THE SILENT FORESTS OF THE DREAD SKEENA

We were awake early and our first thought was of our horses. They were quite safe and cropping away on the dry stalks with patient diligence. We saddled up and pushed on, for food was to be had only in the valley, whose blue and white walls we could see far ahead of us. After nearly six hours' travel we came out of the forest, out into the valley of the middle fork of the Skeena, into sunlight and grass in abundance, where we camped till the following morning, giving the horses time to recuperate.

We were done with smiling valleys—that I now perceived. We were coming nearer to the sub-arctic country, grim and desolate. The view was magnificent, but the land seemed empty and silent except of mosquitoes, of which there were uncounted millions. On our right just across the river rose the white peaks of the Kisgagash Mountains. Snow was still lying in the gullies only a few rods above us.

The horses fed right royally and soon forgot the dearth of the big divide. As we were saddling up to move the following morning, several outfits came trailing down into the valley, glad as we had been of the splendid field of grass. They were led by a grizzled old American, who cursed the country with fine fervor.

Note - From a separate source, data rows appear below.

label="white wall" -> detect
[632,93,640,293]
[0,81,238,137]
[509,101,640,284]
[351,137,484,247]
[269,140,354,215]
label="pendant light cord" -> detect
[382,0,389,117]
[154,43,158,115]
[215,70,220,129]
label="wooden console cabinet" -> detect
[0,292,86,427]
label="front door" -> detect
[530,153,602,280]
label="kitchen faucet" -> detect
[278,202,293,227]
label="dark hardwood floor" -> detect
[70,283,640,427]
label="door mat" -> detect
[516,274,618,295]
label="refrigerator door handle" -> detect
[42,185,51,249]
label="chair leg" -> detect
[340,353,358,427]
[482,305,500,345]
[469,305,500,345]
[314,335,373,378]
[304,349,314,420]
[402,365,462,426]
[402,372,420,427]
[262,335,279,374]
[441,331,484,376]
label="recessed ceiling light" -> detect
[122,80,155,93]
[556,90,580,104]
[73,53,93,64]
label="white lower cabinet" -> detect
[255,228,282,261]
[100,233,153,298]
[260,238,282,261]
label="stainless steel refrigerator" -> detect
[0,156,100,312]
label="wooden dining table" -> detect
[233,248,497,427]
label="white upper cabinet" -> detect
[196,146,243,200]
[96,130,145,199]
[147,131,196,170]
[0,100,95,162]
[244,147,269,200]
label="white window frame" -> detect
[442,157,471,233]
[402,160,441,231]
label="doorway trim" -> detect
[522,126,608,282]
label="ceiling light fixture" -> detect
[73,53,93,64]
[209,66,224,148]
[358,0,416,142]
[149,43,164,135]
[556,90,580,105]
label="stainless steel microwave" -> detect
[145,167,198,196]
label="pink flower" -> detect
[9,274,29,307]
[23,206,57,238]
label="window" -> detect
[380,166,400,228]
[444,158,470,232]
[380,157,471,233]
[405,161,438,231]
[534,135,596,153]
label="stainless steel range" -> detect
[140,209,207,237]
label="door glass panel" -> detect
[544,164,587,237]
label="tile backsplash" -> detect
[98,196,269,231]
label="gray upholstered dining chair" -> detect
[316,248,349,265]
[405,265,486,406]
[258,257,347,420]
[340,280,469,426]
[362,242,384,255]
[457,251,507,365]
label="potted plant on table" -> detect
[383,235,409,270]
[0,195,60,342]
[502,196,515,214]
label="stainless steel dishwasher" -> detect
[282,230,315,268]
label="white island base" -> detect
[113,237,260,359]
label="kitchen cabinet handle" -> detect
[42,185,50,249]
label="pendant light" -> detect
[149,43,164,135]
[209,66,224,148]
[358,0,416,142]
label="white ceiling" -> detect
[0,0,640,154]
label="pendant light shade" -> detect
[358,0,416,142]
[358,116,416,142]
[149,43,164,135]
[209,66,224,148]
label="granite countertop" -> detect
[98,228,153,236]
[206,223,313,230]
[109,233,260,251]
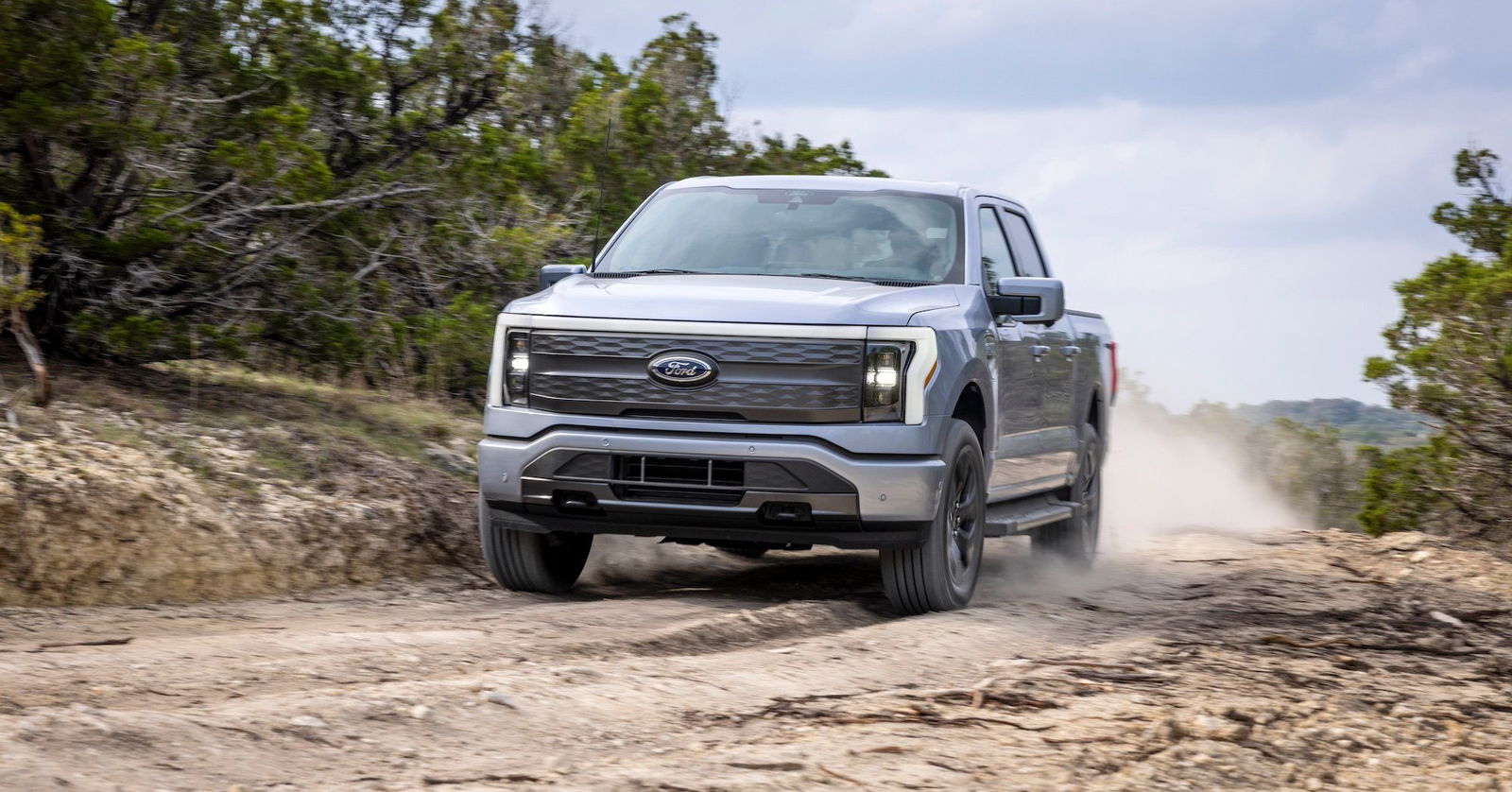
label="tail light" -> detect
[1108,341,1119,404]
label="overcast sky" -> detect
[550,0,1512,408]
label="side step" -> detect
[983,494,1081,537]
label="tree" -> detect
[0,0,883,394]
[0,204,53,406]
[1363,149,1512,537]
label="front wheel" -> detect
[478,502,593,594]
[882,421,988,613]
[1030,423,1102,570]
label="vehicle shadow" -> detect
[576,537,886,609]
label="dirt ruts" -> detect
[0,530,1512,792]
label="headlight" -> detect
[860,341,913,421]
[504,331,531,406]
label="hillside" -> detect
[0,353,476,605]
[1234,399,1432,447]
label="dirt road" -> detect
[0,532,1512,790]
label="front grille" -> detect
[614,455,746,487]
[614,484,746,507]
[529,331,865,423]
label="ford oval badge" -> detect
[647,353,720,388]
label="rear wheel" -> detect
[1030,423,1102,570]
[478,500,593,594]
[882,421,988,613]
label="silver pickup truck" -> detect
[478,176,1117,613]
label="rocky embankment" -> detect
[0,367,476,605]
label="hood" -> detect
[505,275,958,326]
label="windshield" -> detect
[594,187,962,283]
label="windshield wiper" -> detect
[784,272,872,283]
[789,272,930,285]
[615,269,716,275]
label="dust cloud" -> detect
[1102,398,1306,552]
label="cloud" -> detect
[554,0,1512,406]
[746,93,1512,405]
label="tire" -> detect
[478,499,593,594]
[1030,423,1102,570]
[880,421,988,615]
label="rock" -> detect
[1175,715,1250,742]
[482,691,520,709]
[289,715,331,729]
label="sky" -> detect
[547,0,1512,409]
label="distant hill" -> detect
[1234,399,1432,447]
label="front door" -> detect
[977,205,1043,499]
[1001,209,1081,474]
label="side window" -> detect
[1003,212,1046,278]
[977,205,1013,295]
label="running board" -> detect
[983,496,1081,537]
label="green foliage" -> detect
[1179,394,1376,527]
[0,202,43,316]
[1234,399,1432,447]
[1361,149,1512,538]
[0,0,872,393]
[1247,419,1366,526]
[1359,436,1459,537]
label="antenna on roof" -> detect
[588,113,614,267]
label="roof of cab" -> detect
[667,176,1018,202]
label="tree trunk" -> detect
[10,305,53,406]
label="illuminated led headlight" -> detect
[504,331,531,406]
[860,341,913,421]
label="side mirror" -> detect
[988,278,1066,325]
[541,265,588,292]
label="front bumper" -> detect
[478,429,945,547]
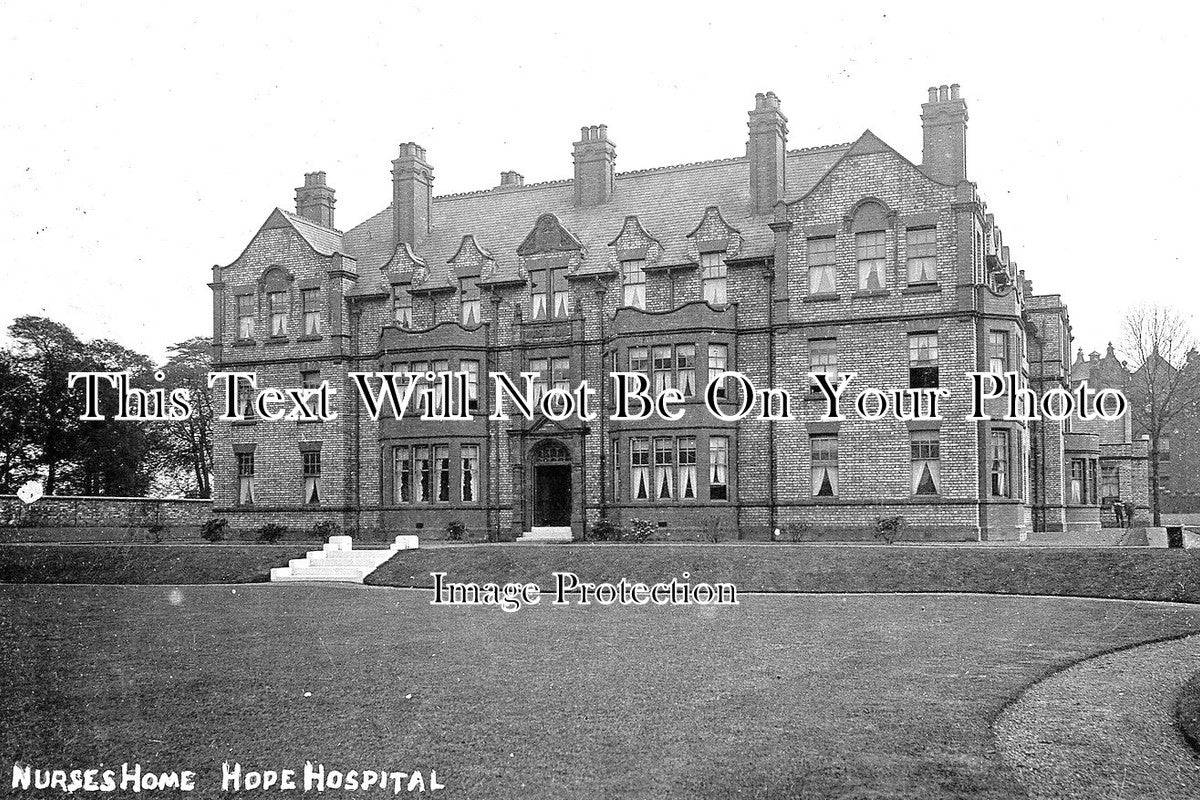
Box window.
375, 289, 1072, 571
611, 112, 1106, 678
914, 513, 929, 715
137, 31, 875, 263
236, 294, 254, 339
809, 236, 838, 295
854, 230, 888, 291
654, 438, 674, 500
529, 266, 571, 319
550, 359, 571, 391
908, 333, 937, 389
529, 359, 550, 405
1070, 458, 1087, 505
266, 291, 288, 336
413, 445, 433, 503
620, 258, 646, 308
300, 288, 320, 336
430, 359, 450, 415
677, 437, 696, 500
612, 439, 620, 503
809, 339, 838, 392
391, 287, 413, 330
238, 453, 254, 505
408, 361, 433, 415
629, 439, 650, 500
988, 331, 1008, 375
629, 347, 650, 373
809, 435, 838, 498
458, 360, 479, 411
458, 445, 479, 503
708, 437, 730, 500
433, 445, 450, 503
676, 344, 696, 397
300, 450, 320, 505
1100, 464, 1121, 498
652, 345, 674, 395
458, 278, 482, 327
700, 253, 726, 306
708, 344, 730, 399
910, 431, 942, 494
391, 445, 413, 505
905, 228, 937, 285
300, 369, 320, 414
991, 431, 1013, 498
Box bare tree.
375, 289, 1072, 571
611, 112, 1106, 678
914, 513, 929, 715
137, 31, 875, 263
1121, 305, 1200, 527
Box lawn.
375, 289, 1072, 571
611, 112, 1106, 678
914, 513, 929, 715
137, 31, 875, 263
0, 545, 313, 584
0, 582, 1200, 799
367, 545, 1200, 603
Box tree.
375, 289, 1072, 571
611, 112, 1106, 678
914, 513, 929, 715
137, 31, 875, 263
0, 350, 37, 494
8, 317, 85, 494
1122, 305, 1200, 527
160, 336, 212, 498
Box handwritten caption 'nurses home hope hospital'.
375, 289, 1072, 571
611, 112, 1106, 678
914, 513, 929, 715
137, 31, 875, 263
67, 372, 1128, 422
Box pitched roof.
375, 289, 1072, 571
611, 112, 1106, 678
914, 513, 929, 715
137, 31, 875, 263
342, 144, 850, 294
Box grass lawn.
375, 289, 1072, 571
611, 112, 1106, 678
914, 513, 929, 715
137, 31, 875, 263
367, 545, 1200, 603
0, 545, 313, 584
0, 582, 1200, 800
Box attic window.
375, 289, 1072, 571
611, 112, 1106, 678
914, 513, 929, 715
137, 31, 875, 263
391, 285, 413, 330
458, 278, 482, 327
529, 266, 571, 320
700, 252, 727, 306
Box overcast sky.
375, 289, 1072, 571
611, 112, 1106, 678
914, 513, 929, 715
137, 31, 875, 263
0, 0, 1200, 357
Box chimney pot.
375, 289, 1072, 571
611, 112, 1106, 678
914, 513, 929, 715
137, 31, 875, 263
746, 91, 787, 213
920, 84, 967, 184
296, 170, 335, 228
575, 125, 617, 205
391, 142, 433, 248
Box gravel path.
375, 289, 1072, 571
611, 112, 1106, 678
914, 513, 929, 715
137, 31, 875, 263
996, 636, 1200, 800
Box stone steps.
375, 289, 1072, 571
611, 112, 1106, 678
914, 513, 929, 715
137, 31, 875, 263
271, 536, 420, 583
517, 525, 571, 545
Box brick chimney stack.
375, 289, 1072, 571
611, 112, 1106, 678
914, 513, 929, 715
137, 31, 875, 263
920, 84, 967, 184
296, 172, 335, 228
391, 142, 433, 247
575, 125, 617, 205
498, 169, 524, 188
746, 91, 787, 213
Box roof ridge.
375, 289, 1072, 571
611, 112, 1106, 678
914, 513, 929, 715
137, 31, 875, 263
275, 206, 346, 236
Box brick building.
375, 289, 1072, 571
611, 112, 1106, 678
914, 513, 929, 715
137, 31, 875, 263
211, 85, 1123, 540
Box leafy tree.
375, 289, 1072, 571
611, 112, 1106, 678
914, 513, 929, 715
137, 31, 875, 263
1122, 305, 1200, 527
161, 336, 212, 498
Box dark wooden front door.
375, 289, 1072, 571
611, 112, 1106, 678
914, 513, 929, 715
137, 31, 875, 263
533, 464, 571, 527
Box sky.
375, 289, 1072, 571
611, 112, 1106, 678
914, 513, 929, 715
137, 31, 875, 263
0, 0, 1200, 359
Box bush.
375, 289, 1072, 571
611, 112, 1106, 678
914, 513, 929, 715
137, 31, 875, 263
312, 519, 342, 539
257, 522, 288, 543
200, 517, 229, 542
620, 519, 658, 542
583, 517, 622, 542
875, 517, 904, 545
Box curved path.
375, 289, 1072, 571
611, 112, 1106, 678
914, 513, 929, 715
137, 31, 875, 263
996, 636, 1200, 800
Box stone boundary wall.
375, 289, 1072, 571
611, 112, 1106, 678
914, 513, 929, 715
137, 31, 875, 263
0, 494, 212, 542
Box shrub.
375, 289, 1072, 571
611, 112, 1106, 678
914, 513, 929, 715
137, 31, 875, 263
620, 519, 658, 542
875, 517, 904, 545
583, 517, 622, 542
200, 517, 229, 542
258, 522, 288, 543
312, 519, 342, 539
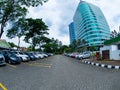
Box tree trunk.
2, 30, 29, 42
17, 37, 20, 50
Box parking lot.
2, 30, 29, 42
0, 57, 52, 90
0, 55, 120, 90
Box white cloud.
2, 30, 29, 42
2, 0, 120, 46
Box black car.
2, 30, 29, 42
1, 50, 21, 64
0, 52, 6, 66
24, 52, 36, 61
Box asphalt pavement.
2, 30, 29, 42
0, 55, 120, 90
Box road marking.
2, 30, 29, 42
0, 83, 8, 90
7, 64, 16, 68
29, 64, 51, 68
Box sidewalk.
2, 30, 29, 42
82, 59, 120, 69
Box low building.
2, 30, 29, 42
100, 36, 120, 60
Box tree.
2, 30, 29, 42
24, 18, 49, 50
7, 18, 26, 47
0, 0, 48, 38
8, 42, 18, 48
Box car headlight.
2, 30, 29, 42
10, 57, 16, 60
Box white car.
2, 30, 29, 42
13, 51, 30, 61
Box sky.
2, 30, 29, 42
3, 0, 120, 47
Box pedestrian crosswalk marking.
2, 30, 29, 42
0, 83, 8, 90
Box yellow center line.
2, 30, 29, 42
0, 83, 8, 90
29, 64, 51, 68
33, 62, 52, 65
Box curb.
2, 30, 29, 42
82, 60, 120, 69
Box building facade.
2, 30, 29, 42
73, 1, 110, 47
69, 22, 75, 44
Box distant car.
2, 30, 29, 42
0, 52, 6, 66
1, 50, 21, 64
24, 52, 36, 61
83, 52, 91, 58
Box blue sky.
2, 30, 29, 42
3, 0, 120, 46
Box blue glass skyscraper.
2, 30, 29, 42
73, 1, 110, 46
69, 22, 75, 44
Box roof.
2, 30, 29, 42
104, 36, 120, 45
0, 40, 11, 48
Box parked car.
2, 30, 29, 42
1, 50, 21, 64
0, 52, 6, 66
12, 51, 30, 62
83, 52, 91, 58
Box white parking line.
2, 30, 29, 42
0, 83, 8, 90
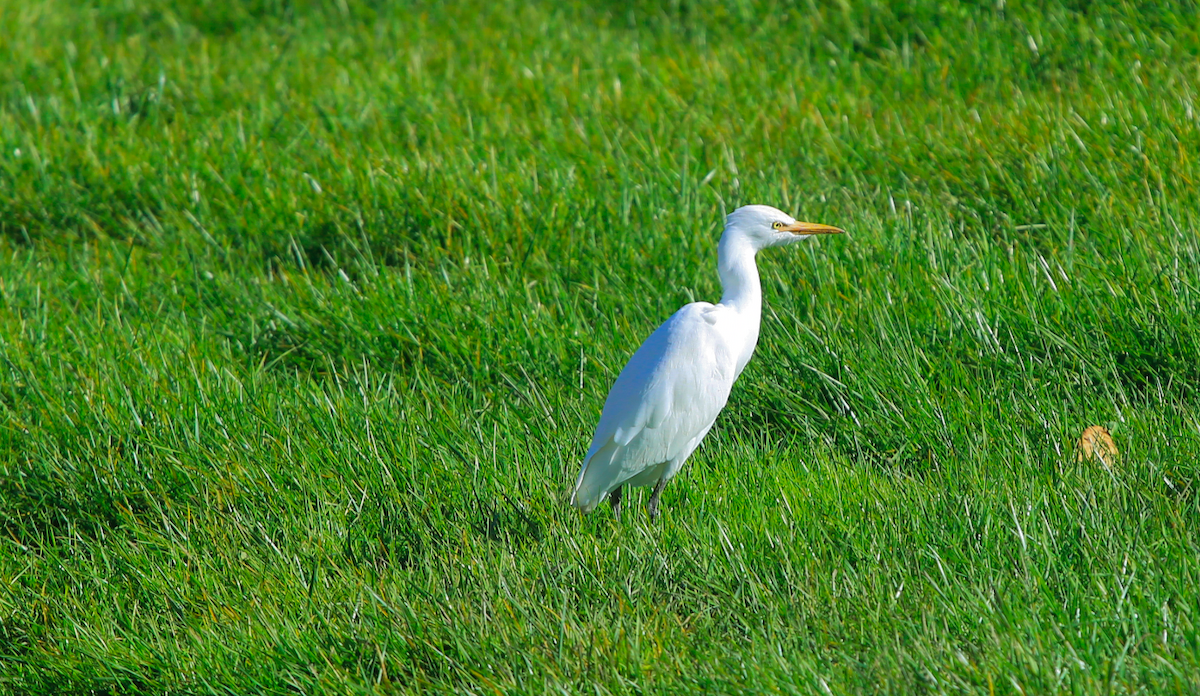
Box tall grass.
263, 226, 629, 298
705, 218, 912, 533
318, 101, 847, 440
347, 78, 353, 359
0, 0, 1200, 694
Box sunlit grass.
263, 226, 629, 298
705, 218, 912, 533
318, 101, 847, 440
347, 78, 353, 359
0, 0, 1200, 694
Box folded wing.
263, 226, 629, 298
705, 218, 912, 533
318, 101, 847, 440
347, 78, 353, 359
571, 302, 737, 511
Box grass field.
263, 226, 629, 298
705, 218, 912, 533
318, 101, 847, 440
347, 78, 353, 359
0, 0, 1200, 695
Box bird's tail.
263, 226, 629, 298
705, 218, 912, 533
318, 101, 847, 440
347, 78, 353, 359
571, 440, 619, 512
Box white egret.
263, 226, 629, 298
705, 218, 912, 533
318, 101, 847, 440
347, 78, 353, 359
571, 205, 841, 520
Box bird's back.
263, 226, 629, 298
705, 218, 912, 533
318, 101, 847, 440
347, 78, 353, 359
571, 302, 744, 511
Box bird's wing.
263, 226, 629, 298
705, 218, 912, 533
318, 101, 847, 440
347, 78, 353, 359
571, 302, 737, 510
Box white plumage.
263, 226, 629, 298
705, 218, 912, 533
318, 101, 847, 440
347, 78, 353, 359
571, 205, 841, 520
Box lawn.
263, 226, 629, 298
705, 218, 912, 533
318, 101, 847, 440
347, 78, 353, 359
0, 0, 1200, 695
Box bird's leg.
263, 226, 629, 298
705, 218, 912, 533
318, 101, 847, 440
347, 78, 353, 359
649, 478, 667, 522
608, 486, 620, 522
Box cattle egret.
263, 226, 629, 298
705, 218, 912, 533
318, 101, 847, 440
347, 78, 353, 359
571, 205, 841, 520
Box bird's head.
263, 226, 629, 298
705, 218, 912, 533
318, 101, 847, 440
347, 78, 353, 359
725, 205, 842, 250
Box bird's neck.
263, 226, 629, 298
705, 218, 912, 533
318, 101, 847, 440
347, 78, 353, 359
716, 233, 762, 320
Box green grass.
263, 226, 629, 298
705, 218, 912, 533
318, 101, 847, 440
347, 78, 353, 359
0, 0, 1200, 694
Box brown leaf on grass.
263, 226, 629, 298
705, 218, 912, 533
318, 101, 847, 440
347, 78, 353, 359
1075, 425, 1120, 468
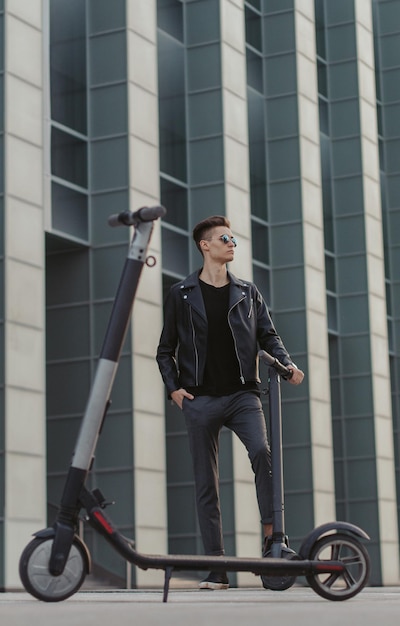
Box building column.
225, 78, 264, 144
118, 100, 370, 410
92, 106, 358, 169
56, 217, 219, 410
127, 0, 168, 587
355, 0, 399, 585
294, 0, 336, 530
220, 0, 261, 585
3, 0, 46, 589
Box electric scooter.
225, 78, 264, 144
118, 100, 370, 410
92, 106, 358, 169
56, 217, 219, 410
19, 206, 370, 602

"I can stand any kind of a country," said he, "except one where there's no feed. And as near's I can find out we're in fer hell's own time fer feed till we reach them prairies they tell about."

After leaving this flat, we had the Kuldo (a swift and powerful river) to cross, but we found an old Indian and a girl camped on the opposite side waiting for us. The daughter, a comely child about sixteen years of age, wore a calico dress and "store" shoes. She was a self-contained little creature, and clearly in command of the boat, and very efficient. It was no child's play to put the light canoe across such a stream, but the old man, with much shouting and under command of the girl, succeeded in crossing six times, carrying us and our baggage. As we were being put across for the last time it became necessary for some one to pull the canoe through the shallow water, and the little girl, without hesitation, leaped out regardless of new shoes, and tugged at the rope while the old man poled at the stern, and so we were landed.

As a recognition of her resolution I presented her with a dollar, which I tried to make her understand was her own, and not to be given to her father. Up to that moment she had been very shy and rather sullen, but my present seemed to change her opinion of us, and she became more genial at once. She was short and sturdy, and her little footsteps in the trail were strangely suggestive of civilization.

After leaving the river we rose sharply for about three miles. This brought us to the first notice on the trail which was signed by the road-gang, an ambiguous scrawl to the effect that feed was to be very scarce for a long, long way, and that we should feed our horses before going forward. The mystery of the sign lay in the fact that no feed was in sight, and if it referred back to the flat, then it was in the nature of an Irish bull.

There was a fork in the trail here, and another notice informed us that the trail to the right ran to the Indian village of Kuldo. Rain threatened, and as it was late and no feed promised, I determined to camp. Turning to the right down a tremendously steep path (the horses sliding on their haunches), we came to an old Indian fishing village built on a green shelf high above the roaring water of the Skeena.